Radio the Universe is an upcoming action role-playing game developed and published by 6E6E6E. The game was originally funded via Kickstarter in 2012. A demo of the game was released for the February 2023 Steam Next Fest, the first time the game was playable since it started development more than a decade earlier. Its full release date has yet to be announced.

The game has retro-styled 16-bit graphics, and takes place in a gothic cyberpunk setting, in which the female protagonist wakes up to find herself inside a "skyless and desolate labyrinth-city". Radio the Universe takes place within the city, as well as an area in the outer space beyond it called the Null Module.

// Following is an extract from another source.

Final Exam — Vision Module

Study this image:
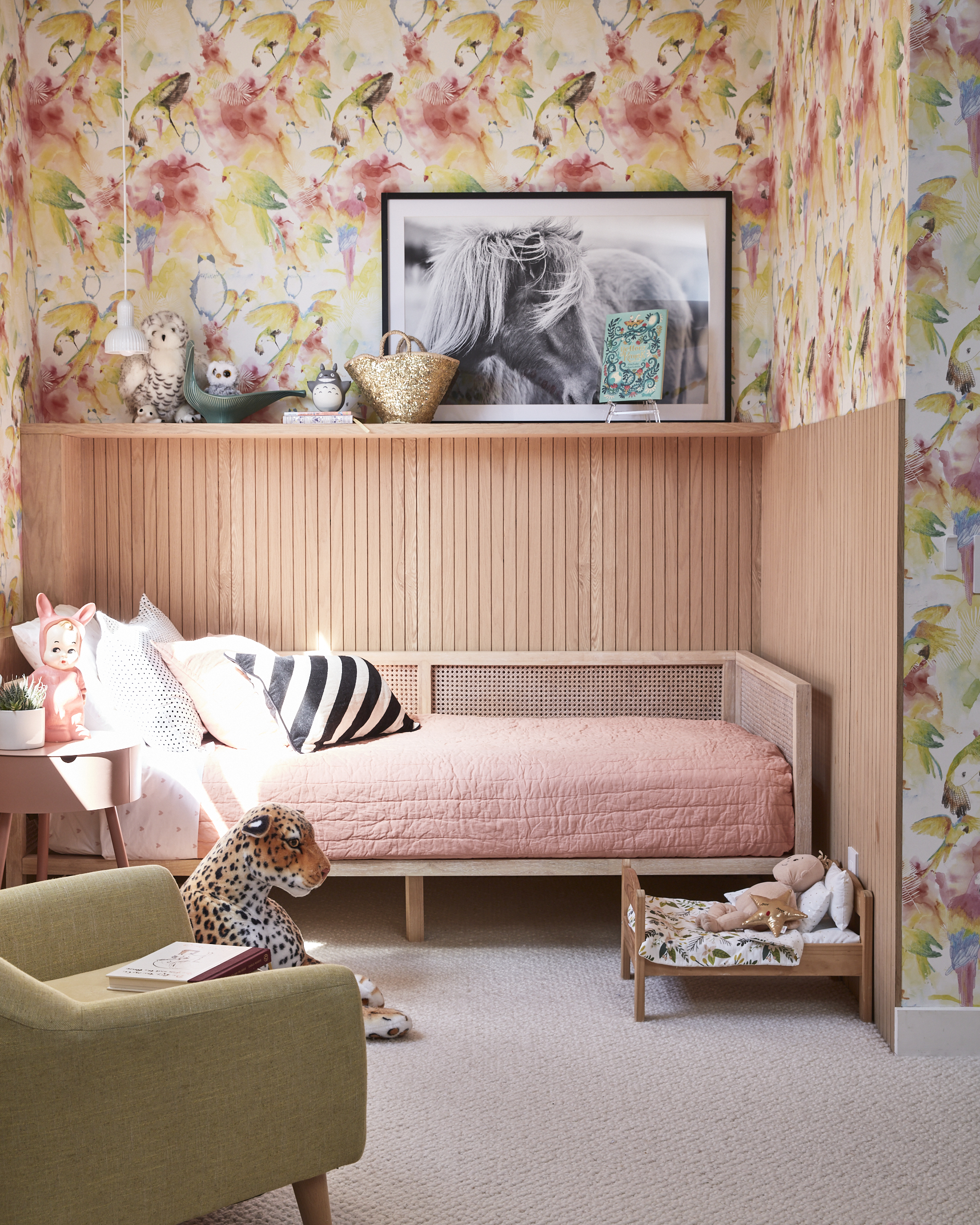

The playable demo was well-received for its graphics and gameplay.

== Gameplay ==

The main character (left) battles a robotic enemy.

The game features top-down action RPG combat with an emphasis on open world exploration. The player can use both melee and ranged combat, and the player leaves behind their unspent experience points when they die in a similar manner to the Dark Souls games. These points can be spent to improve the character's attributes at upgrade stations. The game also contains boss battles, environmental hazards, and puzzles.

== Plot ==
The main character wakes up to find herself trapped, whether physically, spiritually, or both, within a tower that was long abandoned and taken over by mechanoid enemies.

== Development ==
The game was successfully funded on Kickstarter in 2012, exceeding its initial goal of US$12,000 and ultimately reaching a total of $81,719, enough to fulfill all stretch goals and greatly expand the scope of the game. Sixe, an indie developer based in Washington, D.C., credited Castlevania: Symphony of the Night, Hotline Miami, Dark Souls and Yume Nikki as inspirations for the game's design, also comparing the game to The Legend of Zelda and describing it as "dark science fiction".

While the game's original estimated release was in March 2014, the game passed several estimated release dates, including late 2016 and winter 2020, with development still ongoing. A demo of the game was released for the February 2023 Steam Next Fest.

== Reception ==
In response to the game's trailer, Tom Sykes of PC Gamer compared the game's aesthetics and gameplay to Hyper Light Drifter, calling it "gorgeous" and saying that he hoped that it was more "revelatory" than the aforementioned game. Jeffrey Matulef of Eurogamer called it "incredibly polished". In a later review of the game's playable demo, Ted Litchfield of PC Gamer said the game "nails the fundamentals", praising the game's focus on efficiently killing enemies.